Alberto R. Gonzales has at last been hounded out of the attorney general's office, but President Bush's indignation at his exit in disgrace is misdirected at Democrats.

Mr. Bush complained Mr. Gonzales' "good name was dragged through the mud for political reasons," but both men contributed mightily to the result. His longtime friend was thrust into a job he never understood and was ill-suited for. As the nation's top law enforcement officer, Mr. Gonzales continued to perform as the president's personal counsel, sacrificing independence and integrity to unwavering loyalty. He became a liability to the White House and his party, and had to go.


The top priority now for both the White House and Congress should be to work together to rebuild the Justice Department, which Mr. Gonzales is leaving in a shambles.

Mostly, that means agreeing on a successor chosen primarily on the basis of legal credentials, perhaps a career federal prosecutor who could be elevated from Justice ranks for the final 16 months of the president's term.

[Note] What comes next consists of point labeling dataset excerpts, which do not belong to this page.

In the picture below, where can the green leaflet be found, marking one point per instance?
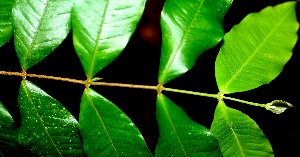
(5, 20)
(238, 134)
(189, 28)
(47, 128)
(102, 29)
(181, 136)
(40, 26)
(106, 130)
(9, 133)
(255, 51)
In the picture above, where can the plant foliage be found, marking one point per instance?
(253, 53)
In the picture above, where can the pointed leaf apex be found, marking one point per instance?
(278, 106)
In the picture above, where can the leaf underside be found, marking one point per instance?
(238, 134)
(5, 21)
(189, 28)
(255, 51)
(40, 26)
(106, 130)
(181, 136)
(102, 29)
(47, 127)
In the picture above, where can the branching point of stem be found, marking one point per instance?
(159, 88)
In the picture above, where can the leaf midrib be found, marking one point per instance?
(98, 39)
(35, 35)
(223, 91)
(40, 118)
(180, 44)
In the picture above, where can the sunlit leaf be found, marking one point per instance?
(106, 130)
(5, 20)
(47, 127)
(9, 133)
(181, 136)
(255, 51)
(189, 27)
(238, 134)
(102, 29)
(40, 26)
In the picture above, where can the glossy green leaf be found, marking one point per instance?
(238, 134)
(189, 28)
(181, 136)
(39, 27)
(47, 127)
(255, 51)
(5, 20)
(106, 130)
(9, 133)
(102, 29)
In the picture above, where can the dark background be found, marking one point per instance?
(139, 63)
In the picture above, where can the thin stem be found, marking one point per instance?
(124, 85)
(158, 88)
(244, 101)
(189, 92)
(23, 74)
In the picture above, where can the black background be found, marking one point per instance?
(138, 64)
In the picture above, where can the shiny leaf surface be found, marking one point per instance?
(106, 130)
(5, 20)
(40, 26)
(238, 134)
(255, 51)
(47, 127)
(102, 29)
(9, 133)
(189, 28)
(181, 136)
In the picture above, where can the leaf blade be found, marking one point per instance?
(102, 29)
(181, 136)
(5, 21)
(9, 133)
(272, 34)
(232, 128)
(197, 26)
(40, 26)
(47, 128)
(113, 133)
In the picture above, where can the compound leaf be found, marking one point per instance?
(102, 29)
(238, 134)
(47, 128)
(255, 51)
(189, 28)
(5, 20)
(106, 130)
(39, 27)
(9, 133)
(181, 136)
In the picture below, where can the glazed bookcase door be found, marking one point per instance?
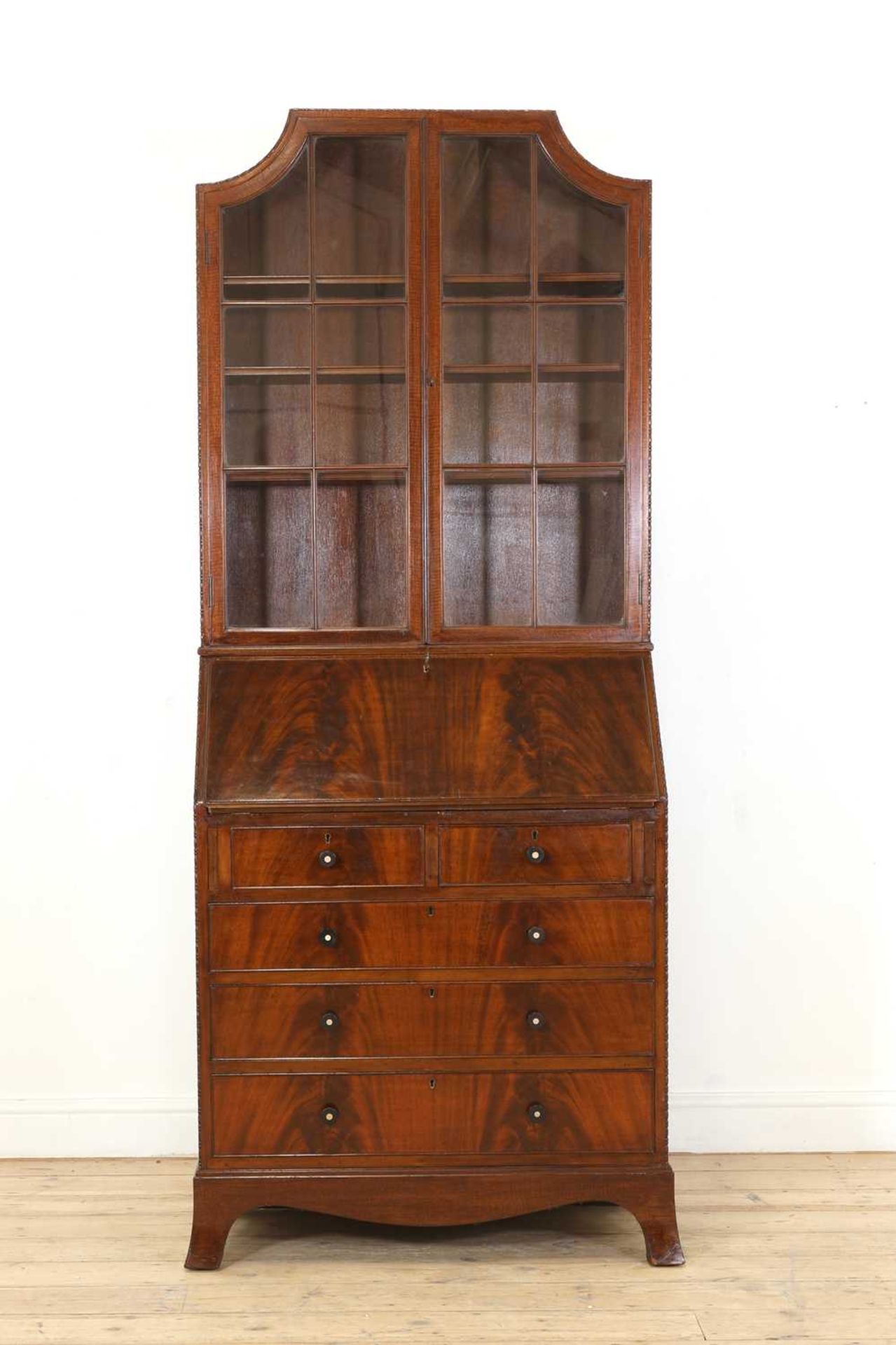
(310, 334)
(537, 389)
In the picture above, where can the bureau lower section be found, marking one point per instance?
(448, 1114)
(406, 1010)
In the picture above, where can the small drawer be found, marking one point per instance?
(448, 1019)
(544, 855)
(584, 1111)
(323, 857)
(525, 932)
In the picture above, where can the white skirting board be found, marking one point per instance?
(704, 1124)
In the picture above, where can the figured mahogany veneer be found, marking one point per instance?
(318, 857)
(450, 1019)
(431, 805)
(574, 729)
(491, 856)
(432, 934)
(581, 1111)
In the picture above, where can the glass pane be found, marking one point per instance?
(486, 334)
(361, 420)
(488, 552)
(486, 419)
(270, 235)
(359, 207)
(586, 334)
(581, 392)
(268, 421)
(266, 338)
(486, 195)
(579, 237)
(362, 553)
(581, 419)
(581, 533)
(270, 565)
(349, 336)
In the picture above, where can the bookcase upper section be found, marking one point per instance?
(424, 418)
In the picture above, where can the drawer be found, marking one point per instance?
(516, 1019)
(321, 857)
(523, 932)
(552, 1112)
(544, 855)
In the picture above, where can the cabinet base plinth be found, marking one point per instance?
(434, 1199)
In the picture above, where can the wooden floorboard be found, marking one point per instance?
(780, 1247)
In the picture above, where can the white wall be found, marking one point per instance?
(764, 130)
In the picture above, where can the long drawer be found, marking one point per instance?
(571, 1112)
(450, 1019)
(523, 932)
(548, 855)
(315, 857)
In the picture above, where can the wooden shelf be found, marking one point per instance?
(546, 471)
(361, 371)
(580, 369)
(576, 471)
(318, 280)
(301, 475)
(510, 472)
(349, 472)
(486, 369)
(580, 277)
(267, 280)
(323, 371)
(362, 472)
(268, 371)
(481, 370)
(510, 279)
(359, 280)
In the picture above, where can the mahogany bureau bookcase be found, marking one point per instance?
(431, 817)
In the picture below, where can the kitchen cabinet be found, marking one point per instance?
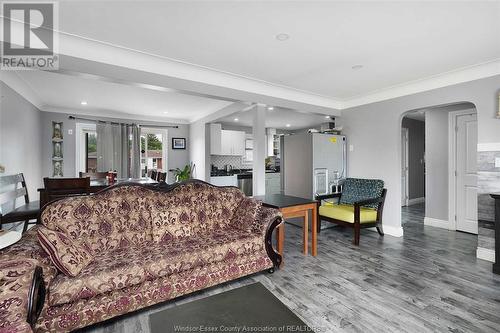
(224, 180)
(273, 183)
(224, 142)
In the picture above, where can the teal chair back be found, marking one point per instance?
(357, 189)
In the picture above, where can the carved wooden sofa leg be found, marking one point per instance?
(36, 296)
(271, 251)
(380, 230)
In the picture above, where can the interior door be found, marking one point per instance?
(466, 173)
(404, 167)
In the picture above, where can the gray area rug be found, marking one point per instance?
(251, 308)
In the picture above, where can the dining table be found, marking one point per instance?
(97, 185)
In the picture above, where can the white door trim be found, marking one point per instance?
(452, 165)
(405, 164)
(80, 152)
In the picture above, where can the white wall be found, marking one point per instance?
(436, 189)
(199, 149)
(20, 132)
(375, 131)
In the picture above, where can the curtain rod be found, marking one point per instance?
(117, 123)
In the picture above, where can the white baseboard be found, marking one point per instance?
(485, 254)
(429, 221)
(416, 201)
(390, 230)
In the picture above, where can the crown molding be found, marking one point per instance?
(98, 51)
(461, 75)
(113, 54)
(16, 83)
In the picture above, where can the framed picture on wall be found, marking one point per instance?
(178, 143)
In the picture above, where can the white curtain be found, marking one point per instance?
(118, 149)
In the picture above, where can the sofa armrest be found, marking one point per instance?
(21, 298)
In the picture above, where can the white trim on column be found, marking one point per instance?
(485, 254)
(493, 146)
(415, 201)
(432, 222)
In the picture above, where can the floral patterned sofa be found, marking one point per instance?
(132, 246)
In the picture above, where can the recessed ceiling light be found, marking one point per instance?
(282, 37)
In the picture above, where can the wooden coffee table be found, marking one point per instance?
(294, 207)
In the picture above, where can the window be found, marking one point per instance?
(90, 151)
(86, 148)
(153, 150)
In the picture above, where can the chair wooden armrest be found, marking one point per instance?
(328, 196)
(369, 201)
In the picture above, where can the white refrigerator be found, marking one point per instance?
(310, 163)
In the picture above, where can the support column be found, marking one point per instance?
(259, 149)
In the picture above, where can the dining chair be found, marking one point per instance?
(161, 177)
(10, 192)
(94, 175)
(56, 188)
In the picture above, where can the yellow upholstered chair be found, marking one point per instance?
(360, 205)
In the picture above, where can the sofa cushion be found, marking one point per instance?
(117, 218)
(356, 189)
(346, 213)
(132, 266)
(69, 257)
(245, 215)
(192, 209)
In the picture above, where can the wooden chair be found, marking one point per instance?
(28, 211)
(56, 188)
(161, 177)
(359, 206)
(94, 175)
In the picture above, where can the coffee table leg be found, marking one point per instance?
(305, 232)
(314, 231)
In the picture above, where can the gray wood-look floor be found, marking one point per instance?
(427, 281)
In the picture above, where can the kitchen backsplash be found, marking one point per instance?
(235, 161)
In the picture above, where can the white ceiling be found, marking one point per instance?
(278, 118)
(59, 92)
(397, 42)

It also means, though, congressional Democrats must tone down their partisan attacks. There may indeed be a need for a further accounting of the political abuses at Justice during Mr. Gonzales' tenure, and perhaps the adoption of reforms as well. But barring dramatic revelations, continuing calls for a special prosecutor - as some Democrats are doing - guarantees further turmoil at the department, which will accomplish nothing but to impede its important work.

Democrats can't take credit for the attorney general's ouster; he was done in by his former employees. Bush-appointed U.S. attorneys, dumped from their jobs after running afoul of the Republican establishment in their home states, blew the whistle on a patronage system at Justice that improperly, if not illegally, set partisan criteria for civil service positions and allowed political goals to taint prosecutorial decisions.

Mr. Gonzales helped to seal his fate by stumbling through congressional testimony fraught with denials and memory losses. Some of the contradictions arise from Mr. Gonzales' account of his visit, as White House counsel, to the hospital bedside of his predecessor, Attorney General John Ashcroft, in a failed bid to win Mr. Ashcroft's approval of a domestic spying program. FBI Director Robert S. Mueller III as well as former Deputy Attorney General James B. Comey both disputed Mr. Gonzales' assertion that there was no internal dispute over the warrantless wiretap program.

The list of complaints against the attorney general continues at length, nearly all focused on his inability to put the rule of law before Mr. Bush's political interests. If the White House and Congress apply a dollop of goodwill and common sense to replacing him, Mr. Gonzales should be an easy act to follow.